I could not speak for a moment. Then I remembered how I had made up my mind to be brave.

"Do you mind going home?" I asked. "I mean, are you sorry to go?"

"I'm always sorry to leave grandpapa and grandmamma," she said, "and the lions, and this funny old house. But I'm very happy at home, and I shall like it still better with Miss Fenmore. No, I wouldn't be unhappy – I'd be very glad to think of seeing father and mother and my little brothers again – I wouldn't be unhappy, except for – you know, Geraldine – for leaving you," and my little friend's voice shook.

"Dear Myra," I said. "But you mustn't mind about me. I'm going to try – " but here I had to stop to choke down something in my throat. "After all," I went on, after a moment or two, "more than a quarter of the time that father and mamma have to be away is gone.

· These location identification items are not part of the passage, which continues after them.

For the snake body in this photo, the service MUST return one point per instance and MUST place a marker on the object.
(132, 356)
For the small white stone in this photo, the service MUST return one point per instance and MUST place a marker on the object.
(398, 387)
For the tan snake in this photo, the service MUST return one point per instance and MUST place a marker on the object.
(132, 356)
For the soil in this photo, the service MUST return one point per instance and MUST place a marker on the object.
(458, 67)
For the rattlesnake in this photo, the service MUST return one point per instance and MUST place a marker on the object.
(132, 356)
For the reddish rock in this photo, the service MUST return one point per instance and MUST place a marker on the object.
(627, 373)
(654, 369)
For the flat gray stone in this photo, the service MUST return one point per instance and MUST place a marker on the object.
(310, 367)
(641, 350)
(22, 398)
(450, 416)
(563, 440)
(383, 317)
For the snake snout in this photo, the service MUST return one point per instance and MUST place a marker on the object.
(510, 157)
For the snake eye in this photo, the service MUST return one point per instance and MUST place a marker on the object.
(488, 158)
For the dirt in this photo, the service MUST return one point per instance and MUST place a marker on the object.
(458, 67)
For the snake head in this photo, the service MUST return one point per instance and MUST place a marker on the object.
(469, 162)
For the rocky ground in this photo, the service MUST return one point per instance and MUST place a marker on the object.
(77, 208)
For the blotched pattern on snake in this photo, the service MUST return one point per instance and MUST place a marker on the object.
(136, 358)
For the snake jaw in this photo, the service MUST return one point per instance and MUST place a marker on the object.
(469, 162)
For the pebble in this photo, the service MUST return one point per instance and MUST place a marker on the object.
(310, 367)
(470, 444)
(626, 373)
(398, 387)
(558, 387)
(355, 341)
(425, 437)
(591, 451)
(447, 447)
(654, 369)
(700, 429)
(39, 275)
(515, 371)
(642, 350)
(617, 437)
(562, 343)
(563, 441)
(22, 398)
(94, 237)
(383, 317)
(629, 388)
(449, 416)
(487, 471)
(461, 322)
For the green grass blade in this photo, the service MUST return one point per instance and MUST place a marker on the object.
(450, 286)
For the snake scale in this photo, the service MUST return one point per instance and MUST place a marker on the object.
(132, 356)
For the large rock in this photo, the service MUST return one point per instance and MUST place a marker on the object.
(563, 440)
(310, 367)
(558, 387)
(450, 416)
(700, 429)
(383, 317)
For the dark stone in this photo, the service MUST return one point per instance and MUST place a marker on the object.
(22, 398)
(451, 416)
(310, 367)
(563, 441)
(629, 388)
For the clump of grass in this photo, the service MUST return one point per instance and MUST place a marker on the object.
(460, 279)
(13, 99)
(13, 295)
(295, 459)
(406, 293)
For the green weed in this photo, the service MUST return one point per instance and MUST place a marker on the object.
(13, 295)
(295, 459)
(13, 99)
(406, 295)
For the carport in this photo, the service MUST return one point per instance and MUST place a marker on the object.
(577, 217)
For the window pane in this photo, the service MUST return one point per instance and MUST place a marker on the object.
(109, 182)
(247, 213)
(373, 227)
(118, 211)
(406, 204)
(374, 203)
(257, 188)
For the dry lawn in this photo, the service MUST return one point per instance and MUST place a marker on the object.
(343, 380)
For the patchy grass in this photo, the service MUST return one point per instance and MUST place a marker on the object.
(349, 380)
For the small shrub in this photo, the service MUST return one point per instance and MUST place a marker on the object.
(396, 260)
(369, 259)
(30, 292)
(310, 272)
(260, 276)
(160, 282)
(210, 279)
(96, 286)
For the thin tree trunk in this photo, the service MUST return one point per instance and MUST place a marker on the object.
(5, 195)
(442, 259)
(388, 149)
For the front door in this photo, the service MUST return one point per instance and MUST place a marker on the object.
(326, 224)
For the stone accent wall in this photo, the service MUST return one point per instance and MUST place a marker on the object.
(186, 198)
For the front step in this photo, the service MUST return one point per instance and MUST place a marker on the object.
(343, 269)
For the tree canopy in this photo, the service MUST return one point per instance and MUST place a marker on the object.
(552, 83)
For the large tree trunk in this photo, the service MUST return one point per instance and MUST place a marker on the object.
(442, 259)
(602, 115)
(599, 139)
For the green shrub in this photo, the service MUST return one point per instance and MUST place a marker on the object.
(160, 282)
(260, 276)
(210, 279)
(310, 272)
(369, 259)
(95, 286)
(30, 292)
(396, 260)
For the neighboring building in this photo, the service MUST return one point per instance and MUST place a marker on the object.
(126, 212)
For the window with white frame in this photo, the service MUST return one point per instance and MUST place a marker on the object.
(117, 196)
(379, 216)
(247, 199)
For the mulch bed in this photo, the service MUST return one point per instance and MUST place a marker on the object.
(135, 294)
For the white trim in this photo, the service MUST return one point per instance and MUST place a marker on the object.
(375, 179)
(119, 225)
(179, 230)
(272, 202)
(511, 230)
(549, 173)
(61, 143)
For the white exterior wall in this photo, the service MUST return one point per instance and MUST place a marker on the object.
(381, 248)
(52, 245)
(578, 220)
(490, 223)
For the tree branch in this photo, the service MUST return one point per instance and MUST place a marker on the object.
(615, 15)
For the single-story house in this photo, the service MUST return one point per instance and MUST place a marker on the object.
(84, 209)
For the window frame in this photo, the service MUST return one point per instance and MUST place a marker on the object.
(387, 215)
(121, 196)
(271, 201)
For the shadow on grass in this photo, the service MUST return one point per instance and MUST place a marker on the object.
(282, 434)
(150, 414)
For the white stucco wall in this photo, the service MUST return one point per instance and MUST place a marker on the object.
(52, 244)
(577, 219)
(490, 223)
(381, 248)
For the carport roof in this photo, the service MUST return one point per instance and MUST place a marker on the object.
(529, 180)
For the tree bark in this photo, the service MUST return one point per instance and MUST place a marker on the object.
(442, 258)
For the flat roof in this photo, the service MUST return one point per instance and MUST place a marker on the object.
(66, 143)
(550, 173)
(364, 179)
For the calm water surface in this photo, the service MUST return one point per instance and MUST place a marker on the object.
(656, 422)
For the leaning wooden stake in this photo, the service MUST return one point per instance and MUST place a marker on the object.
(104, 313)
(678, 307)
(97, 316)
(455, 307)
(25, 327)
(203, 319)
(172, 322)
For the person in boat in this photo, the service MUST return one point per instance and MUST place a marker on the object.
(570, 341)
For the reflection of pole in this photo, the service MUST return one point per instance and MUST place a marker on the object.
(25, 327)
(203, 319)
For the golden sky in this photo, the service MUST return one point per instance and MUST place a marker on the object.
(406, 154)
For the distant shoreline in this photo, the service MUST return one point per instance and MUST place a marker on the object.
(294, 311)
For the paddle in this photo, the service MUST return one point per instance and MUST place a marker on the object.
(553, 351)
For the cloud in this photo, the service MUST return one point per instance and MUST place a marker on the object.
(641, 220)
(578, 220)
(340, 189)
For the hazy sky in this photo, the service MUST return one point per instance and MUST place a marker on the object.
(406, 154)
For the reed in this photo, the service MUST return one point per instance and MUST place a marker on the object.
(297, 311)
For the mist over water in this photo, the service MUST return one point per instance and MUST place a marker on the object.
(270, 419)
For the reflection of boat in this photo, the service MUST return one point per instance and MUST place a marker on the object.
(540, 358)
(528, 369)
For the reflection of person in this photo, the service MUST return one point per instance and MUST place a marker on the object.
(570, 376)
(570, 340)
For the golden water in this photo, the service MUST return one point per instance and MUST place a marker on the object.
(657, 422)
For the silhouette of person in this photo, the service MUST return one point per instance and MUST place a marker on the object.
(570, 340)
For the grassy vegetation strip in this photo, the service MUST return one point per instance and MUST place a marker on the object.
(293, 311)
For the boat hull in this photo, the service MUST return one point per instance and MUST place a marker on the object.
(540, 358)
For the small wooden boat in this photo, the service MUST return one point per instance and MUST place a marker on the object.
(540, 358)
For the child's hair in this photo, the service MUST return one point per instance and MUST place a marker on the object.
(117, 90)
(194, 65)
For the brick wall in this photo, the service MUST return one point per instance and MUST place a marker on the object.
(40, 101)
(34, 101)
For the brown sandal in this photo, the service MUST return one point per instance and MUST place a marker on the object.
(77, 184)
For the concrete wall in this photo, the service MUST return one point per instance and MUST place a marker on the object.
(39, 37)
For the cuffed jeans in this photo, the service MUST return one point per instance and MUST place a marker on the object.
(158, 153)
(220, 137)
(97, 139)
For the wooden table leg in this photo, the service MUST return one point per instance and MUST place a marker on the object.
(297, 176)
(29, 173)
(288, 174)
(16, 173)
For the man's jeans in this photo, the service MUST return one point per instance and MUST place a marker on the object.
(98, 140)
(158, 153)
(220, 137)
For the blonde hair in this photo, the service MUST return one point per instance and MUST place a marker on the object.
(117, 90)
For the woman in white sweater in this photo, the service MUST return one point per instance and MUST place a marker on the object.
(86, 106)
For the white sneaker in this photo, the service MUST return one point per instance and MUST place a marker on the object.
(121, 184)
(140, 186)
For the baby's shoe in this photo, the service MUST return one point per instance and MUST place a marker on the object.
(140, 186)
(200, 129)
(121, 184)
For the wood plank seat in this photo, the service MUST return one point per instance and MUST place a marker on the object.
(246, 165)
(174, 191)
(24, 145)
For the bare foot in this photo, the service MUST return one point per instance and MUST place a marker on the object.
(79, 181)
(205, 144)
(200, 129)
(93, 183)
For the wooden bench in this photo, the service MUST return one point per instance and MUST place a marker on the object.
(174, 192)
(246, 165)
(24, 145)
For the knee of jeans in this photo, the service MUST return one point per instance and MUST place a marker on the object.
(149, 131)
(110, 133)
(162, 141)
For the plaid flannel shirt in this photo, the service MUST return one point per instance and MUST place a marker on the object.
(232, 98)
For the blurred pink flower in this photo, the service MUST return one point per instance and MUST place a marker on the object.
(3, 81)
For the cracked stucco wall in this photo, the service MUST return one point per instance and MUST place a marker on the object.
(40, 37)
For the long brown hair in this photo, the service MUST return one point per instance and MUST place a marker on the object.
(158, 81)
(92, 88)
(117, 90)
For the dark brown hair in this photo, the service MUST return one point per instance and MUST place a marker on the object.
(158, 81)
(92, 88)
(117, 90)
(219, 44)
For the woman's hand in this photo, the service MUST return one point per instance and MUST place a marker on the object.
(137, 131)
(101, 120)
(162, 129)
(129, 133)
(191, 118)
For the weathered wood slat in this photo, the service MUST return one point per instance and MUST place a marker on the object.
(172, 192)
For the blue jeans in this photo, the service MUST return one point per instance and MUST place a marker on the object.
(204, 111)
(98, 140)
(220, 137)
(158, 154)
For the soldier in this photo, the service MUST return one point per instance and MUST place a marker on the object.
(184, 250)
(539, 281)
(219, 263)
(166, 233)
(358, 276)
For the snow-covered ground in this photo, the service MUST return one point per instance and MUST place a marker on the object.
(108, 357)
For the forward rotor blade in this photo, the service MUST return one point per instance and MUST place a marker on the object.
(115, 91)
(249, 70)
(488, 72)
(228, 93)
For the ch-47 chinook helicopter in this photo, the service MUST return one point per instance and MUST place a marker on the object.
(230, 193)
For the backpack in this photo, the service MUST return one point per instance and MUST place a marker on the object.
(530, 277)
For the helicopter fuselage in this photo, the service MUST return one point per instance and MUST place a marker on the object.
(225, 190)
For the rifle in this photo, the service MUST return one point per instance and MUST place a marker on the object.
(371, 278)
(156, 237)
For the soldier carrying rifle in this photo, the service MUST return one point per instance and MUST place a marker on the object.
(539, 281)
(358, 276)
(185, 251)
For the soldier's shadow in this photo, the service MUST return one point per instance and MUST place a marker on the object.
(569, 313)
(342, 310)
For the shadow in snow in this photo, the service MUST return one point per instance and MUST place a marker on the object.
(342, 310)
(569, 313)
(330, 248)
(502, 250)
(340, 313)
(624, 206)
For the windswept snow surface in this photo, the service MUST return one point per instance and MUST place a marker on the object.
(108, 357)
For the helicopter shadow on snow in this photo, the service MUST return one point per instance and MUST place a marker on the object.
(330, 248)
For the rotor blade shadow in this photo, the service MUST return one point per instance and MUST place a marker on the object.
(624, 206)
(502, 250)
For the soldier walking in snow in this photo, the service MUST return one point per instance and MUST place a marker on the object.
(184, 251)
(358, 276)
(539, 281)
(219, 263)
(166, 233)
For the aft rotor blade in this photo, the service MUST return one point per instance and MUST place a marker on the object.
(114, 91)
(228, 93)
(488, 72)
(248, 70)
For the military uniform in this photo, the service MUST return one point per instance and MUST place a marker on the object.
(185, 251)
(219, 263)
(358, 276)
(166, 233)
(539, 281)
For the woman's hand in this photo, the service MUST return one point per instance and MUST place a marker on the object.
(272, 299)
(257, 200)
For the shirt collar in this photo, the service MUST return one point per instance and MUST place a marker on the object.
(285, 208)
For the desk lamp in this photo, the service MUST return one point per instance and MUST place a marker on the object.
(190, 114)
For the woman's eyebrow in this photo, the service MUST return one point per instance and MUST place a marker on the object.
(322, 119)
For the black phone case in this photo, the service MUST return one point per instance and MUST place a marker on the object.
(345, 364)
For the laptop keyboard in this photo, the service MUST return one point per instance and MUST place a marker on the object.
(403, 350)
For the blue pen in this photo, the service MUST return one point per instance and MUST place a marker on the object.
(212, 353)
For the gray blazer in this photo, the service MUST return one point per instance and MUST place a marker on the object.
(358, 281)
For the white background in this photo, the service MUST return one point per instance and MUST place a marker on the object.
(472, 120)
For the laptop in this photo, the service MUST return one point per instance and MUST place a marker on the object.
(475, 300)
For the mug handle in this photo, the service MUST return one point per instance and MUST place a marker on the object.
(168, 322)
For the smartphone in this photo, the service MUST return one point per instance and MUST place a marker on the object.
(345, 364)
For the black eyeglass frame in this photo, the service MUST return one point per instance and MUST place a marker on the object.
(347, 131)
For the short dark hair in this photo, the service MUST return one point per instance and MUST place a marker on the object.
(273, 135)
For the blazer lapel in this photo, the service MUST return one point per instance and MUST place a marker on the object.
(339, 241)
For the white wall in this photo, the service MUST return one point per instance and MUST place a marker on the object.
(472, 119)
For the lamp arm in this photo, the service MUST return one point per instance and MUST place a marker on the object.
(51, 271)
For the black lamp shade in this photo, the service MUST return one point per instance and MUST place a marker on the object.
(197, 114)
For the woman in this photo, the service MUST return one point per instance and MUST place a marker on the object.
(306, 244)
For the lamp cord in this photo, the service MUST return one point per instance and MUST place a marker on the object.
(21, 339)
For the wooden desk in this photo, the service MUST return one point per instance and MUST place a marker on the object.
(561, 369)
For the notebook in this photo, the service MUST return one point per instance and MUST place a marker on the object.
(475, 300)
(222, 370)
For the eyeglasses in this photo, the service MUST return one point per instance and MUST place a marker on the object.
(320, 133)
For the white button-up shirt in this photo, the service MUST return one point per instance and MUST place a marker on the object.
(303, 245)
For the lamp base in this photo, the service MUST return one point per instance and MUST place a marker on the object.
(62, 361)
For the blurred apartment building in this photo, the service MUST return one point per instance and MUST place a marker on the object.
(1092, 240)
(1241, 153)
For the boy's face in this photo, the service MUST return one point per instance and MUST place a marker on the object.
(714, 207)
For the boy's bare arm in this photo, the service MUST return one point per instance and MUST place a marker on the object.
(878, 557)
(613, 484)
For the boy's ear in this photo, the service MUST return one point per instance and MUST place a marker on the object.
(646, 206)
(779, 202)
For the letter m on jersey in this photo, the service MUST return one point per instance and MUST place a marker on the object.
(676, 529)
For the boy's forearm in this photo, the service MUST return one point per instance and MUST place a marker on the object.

And perhaps in the summer holidays I shall see Haddie."

"I wish – " Myra was beginning, but a voice interrupted her. It was Miss Fenmore's.

"I have brought you down a letter that has just come by the second post, Geraldine, dear," she said; "a letter from South America."

"Oh, thank you," I said, eagerly seizing it.

Miss Fenmore strolled to the other side of the room, and Myra followed her, to leave me alone to read my letter. It was a pretty long one, but I read it quickly, so quickly that when I had finished it, I felt breathless – and then I turned over the pages and glanced at it again. I felt as if I could not believe what I read. It was too good, too beautifully good to be true.

"Myra," I gasped, and Myra ran back to me, looking quite startled. I think I must have grown very pale.